February 13, 1993: A light ice storm overnight has glazed the feathers of
many birds that come to the feeders this morning. At 7:15 A.M., Gimpy, with
icy bits on her nape and bent wing, slips about with the other goldfinches
on the ice-coated surfaces. When she hops up along the slippery snow to
regain the feeder, she is not able to fly higher. She slips and tilts her
way to the railing where she cannot gain a perch and slides under the
railing to the snow beside the porch. She turns away and hops to the bee
balm stalks poking above the snow-covered kitchen garden, a distance of
almost twenty feet. Here she scrambles atop the dry flower heads and tries
to shake away the ice on her bent wing. Her left wing is ice free, but she
cannot rid the stiff right wing feathers of ice. After a while, she hops
across the slippery snow and out of sight into the shelter of weeds. A half
an hour later when I look out, she is on the feeder tube, ice and all. She
jumps into the hemlock branch shelter we have tied on the railing and
manages to clear the ice from her right wing. In the company of another
goldfinch, she leaps into the air, beating toward the trees by the stream,
dodging the chicken coop, and disappearing into a group of birch and hemlock
trees.
February 17, 1993: Eight inches of heavy snow falls overnight. We refill
the thistle seed feeder at 6:45 A.M. and worry when Gimpy does not appear by
7:00 A.M. with other goldfinches and chickadees. At noon she is at the
feeder with another goldfinch. The wind is strong and lifts her bent wing as
she clings to her perch on the feeder and pries seed from the opening.

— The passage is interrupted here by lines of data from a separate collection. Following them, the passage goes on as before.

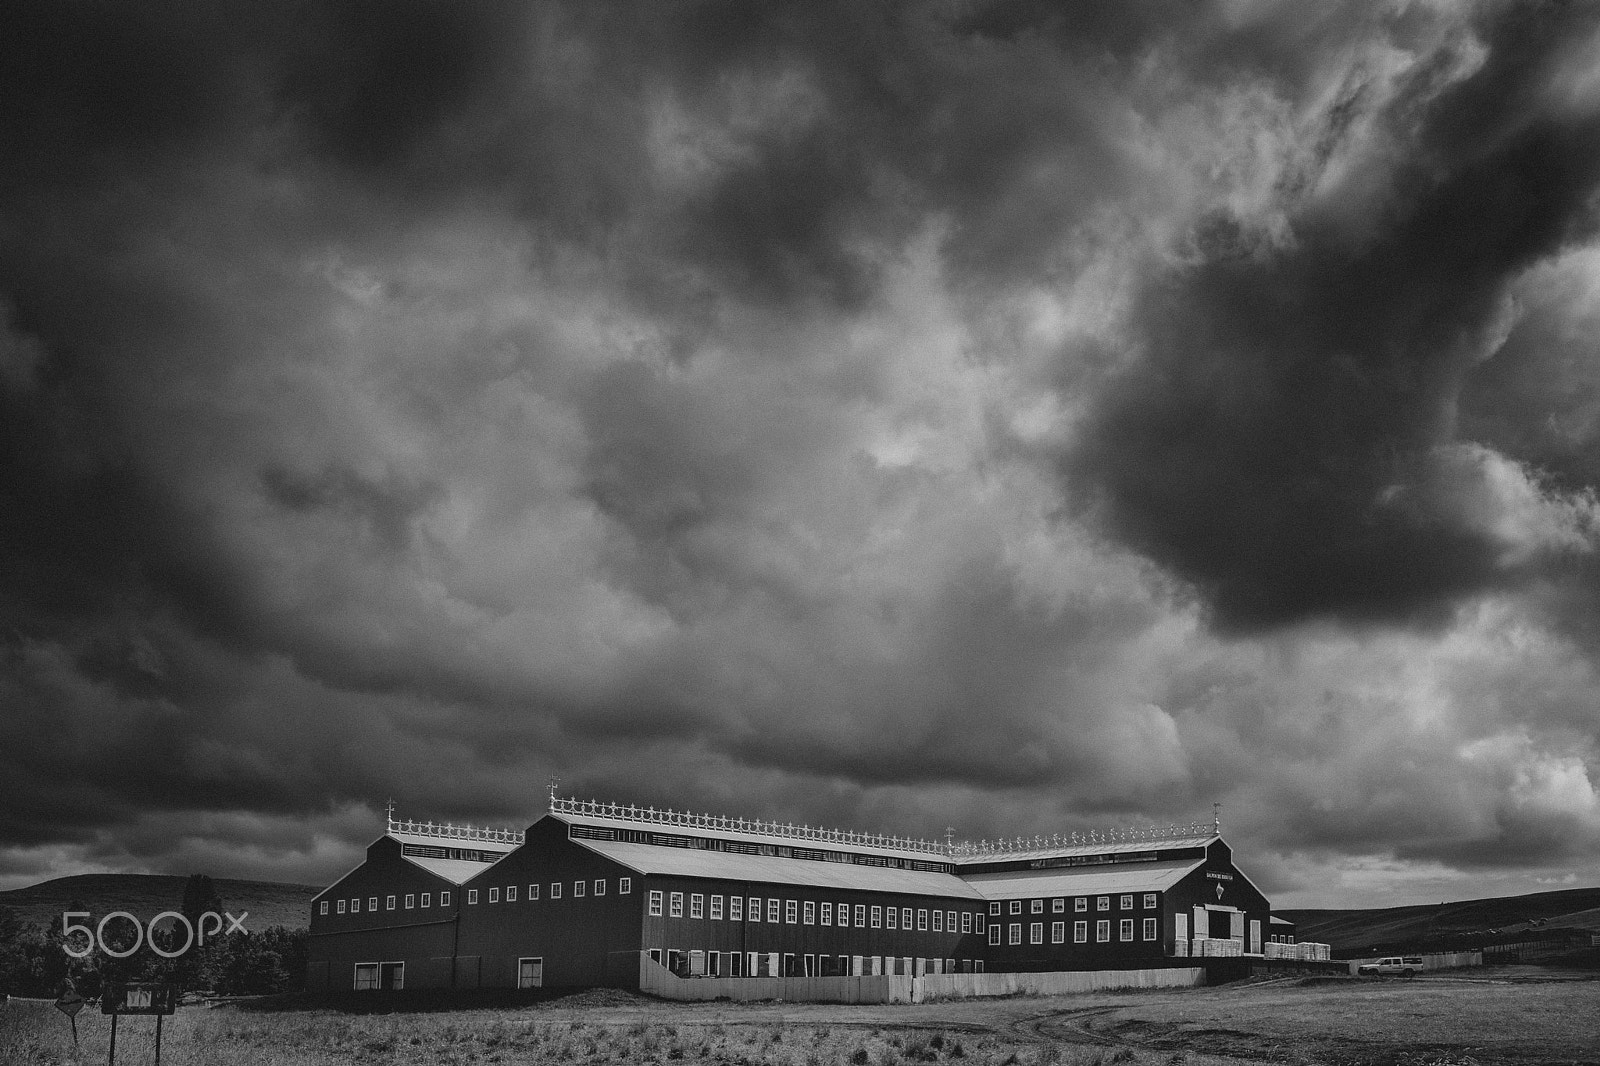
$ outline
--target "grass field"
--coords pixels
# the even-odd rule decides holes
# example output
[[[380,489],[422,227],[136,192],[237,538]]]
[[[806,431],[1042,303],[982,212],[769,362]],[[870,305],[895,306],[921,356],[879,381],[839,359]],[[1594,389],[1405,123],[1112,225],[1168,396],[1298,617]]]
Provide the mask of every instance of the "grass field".
[[[154,1028],[150,1018],[124,1019],[117,1061],[152,1061]],[[80,1061],[104,1062],[109,1019],[85,1012],[79,1029]],[[0,1008],[0,1062],[73,1061],[67,1021],[49,1004]],[[910,1007],[677,1004],[616,992],[439,1013],[189,1007],[167,1019],[162,1062],[1600,1064],[1600,981],[1530,967]]]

February 22, 1993: The third snowstorm in ten days leaves a light fluffy
eight inches that is blowing about. Gimpy is at the feeder at 6:45 A.M. when
we look out. Her flight is awkward but stronger. At noon I watch her fly
northeast from the feeder to a maple tree well beyond the chicken coop. At
12:30 P.M., Gimpy is on the front feeders. This is the first time we have
seen her there since early February. When the other goldfinches leave the
feeder, she flies off with them, showing a hint of the typical goldfinch
dipping flight. She has to launch herself from the top of the tube feeder,
but she is now part of the flock. We decide to rename her ‘Spunky’.
March 4, 1993: Spunky feeds mainly at the back porch feeders. Her flight
shows less frantic beating. She holds her course through the air.
March 13, 1993: A “white hurricane” with strong winds and snow drifts of four
feet of snow smother any thoughts of early spring. We remove the feeders to
save them in the fierce wind. Spunky feeds at the back feeders as soon as
they are returned to their places. Temperatures are very low.
March 27, 1993: The snow melts quickly as the sun strengthens. The total
snowfall was over one hundred and twelve inches since the end of January.
Today the goldfinch flock feeds on the opening poplar catkins high in the
trees. Spunky is among the flock but continues to visit the feeders on the
back porch each day. We find it harder and harder to keep track of her among
the other goldfinch.
April 21, 1993: The goldfinches are active in the trees. Their high sweet
song, with its final upward note, sounds like a giddy chorus when many sing.
A solitary goldfinch perches on the top of a maple tree near the stream. I
cannot see the bird clearly, but I hope it is Spunky. She has not come to
the feeders for many days.
Today, recalling Spunky’s resilient spirit, I am ready for whatever storms
the remaining months of this winter may bring.